Obesity plan targets ‘buy one, get one free’ deals
Prime Minister Boris Johnson has announced a number of measures to tackle obesity as part of a national crackdown.
The whole of the UK will see a ban on junk food adverts before 9pm, the government has confirmed.
Action on Sugar, Action on Salt and 47 other health charities urged Johnson to implement all outstanding recommendations in the government’s childhood obesity initiative.
Johnson is also ending ‘buy one get one free’ deals on unhealthy products. Additionally, shops will not be allowed to display sweets and chocolates at checkout counters.
Obesity increases risk of COVID-19 death
The drive for a healthier nation follows Johnson’s own battle with COVID-19 in April.
According to a report from Public Health England (PHE), being obese or excessively overweight increases the risk of severe illness and death from COVID-19.
Research shows it increases the risk of hospitalisation, admission into the intensive care unit (ICU) and death from the virus. Risk grows substantially as body mass index (BMI) increases.
In one study, results suggested that those with a BMI of 35 to 40, the risk of death from COVID-19 increases by 40%. And for those with a BMI over 40, the risk increases by 90% when compared to those not living with obesity.
Calorie labels on foods
The new changes introduced by Johnson will also require cafes, takeaways and restaurants with more than 250 employees to place calorie labels on all of their products.
The Prime Minister is also encouraging the public to get out and exercise. He hopes this will ‘reduce our health risks and protect ourselves against coronavirus – as well as taking pressure off the NHS’.

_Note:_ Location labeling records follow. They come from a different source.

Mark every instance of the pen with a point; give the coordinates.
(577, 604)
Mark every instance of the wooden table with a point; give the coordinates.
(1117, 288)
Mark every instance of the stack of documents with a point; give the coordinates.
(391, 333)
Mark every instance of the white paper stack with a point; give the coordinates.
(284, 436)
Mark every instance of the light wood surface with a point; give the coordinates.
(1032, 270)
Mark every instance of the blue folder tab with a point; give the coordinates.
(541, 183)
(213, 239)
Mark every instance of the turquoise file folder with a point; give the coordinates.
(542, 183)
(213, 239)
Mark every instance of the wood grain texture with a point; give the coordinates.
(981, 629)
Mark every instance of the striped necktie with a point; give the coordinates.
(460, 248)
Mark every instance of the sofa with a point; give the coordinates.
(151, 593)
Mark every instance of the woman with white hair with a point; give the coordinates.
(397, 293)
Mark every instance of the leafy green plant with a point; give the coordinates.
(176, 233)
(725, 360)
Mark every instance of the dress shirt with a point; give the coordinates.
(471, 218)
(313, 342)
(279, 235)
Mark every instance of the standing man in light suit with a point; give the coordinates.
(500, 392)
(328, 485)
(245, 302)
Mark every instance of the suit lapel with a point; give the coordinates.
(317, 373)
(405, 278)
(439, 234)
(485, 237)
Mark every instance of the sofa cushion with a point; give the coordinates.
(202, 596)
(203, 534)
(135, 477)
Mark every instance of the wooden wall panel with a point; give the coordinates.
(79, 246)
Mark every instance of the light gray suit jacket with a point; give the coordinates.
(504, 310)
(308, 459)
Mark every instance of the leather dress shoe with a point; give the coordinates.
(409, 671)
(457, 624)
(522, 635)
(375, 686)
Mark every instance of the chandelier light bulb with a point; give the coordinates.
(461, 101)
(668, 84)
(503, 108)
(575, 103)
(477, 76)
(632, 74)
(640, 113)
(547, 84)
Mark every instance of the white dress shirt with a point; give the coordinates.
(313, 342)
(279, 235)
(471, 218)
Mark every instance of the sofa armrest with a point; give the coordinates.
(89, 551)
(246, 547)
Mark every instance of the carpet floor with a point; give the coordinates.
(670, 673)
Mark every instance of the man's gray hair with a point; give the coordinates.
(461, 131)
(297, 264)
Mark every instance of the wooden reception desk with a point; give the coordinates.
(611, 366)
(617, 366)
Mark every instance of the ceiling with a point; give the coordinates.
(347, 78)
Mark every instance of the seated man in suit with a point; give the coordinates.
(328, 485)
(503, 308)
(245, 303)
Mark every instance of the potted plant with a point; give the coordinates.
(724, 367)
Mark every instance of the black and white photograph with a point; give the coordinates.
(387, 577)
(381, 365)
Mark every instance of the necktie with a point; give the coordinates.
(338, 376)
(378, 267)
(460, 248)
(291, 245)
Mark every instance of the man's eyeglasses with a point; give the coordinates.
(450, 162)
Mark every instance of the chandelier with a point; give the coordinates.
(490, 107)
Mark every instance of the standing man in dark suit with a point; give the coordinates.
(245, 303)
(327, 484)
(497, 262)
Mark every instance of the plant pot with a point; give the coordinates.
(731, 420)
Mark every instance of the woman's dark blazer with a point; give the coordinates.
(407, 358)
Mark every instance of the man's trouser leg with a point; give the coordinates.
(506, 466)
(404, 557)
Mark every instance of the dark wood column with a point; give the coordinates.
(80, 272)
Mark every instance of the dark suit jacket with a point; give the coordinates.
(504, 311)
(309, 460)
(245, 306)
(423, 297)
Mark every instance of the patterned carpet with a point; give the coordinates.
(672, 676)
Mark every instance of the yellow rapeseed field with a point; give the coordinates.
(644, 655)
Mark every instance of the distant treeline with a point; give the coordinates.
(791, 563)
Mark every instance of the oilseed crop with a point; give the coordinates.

He said: ‘I’ve always wanted to lose weight for ages and ages and like many people I struggle with my weight – I go up and down.
‘But since I recovered from coronavirus, I’ve been steadily building up my fitness. I don’t want to make any excessive claims because I’ve only really just started concentrating on it. But I’m at least a stone down, I’m more than a stone down.’
The British Dental Association (BDA) greeted the government’s intervention. However, it calls for ministers to tackle the common factors driving tooth extractions among children.
‘The government has a historic opportunity to put its money where its mouth is when it comes to prevention, but it must take a joined-up approach,’ said Mick Armstrong, chair of the BDA.
‘Tooth decay is the number one reason for hospital admissions among young children. It will be negligence if this war on obesity does not confront the common enemy driving an oral health crisis.
‘The time must mark the beginning and not the end of the government’s willingness to step up and confront these grotesque inequalities.
‘We look to ministers for decisive action, and not let this vital agenda die a death by a thousand consultations.’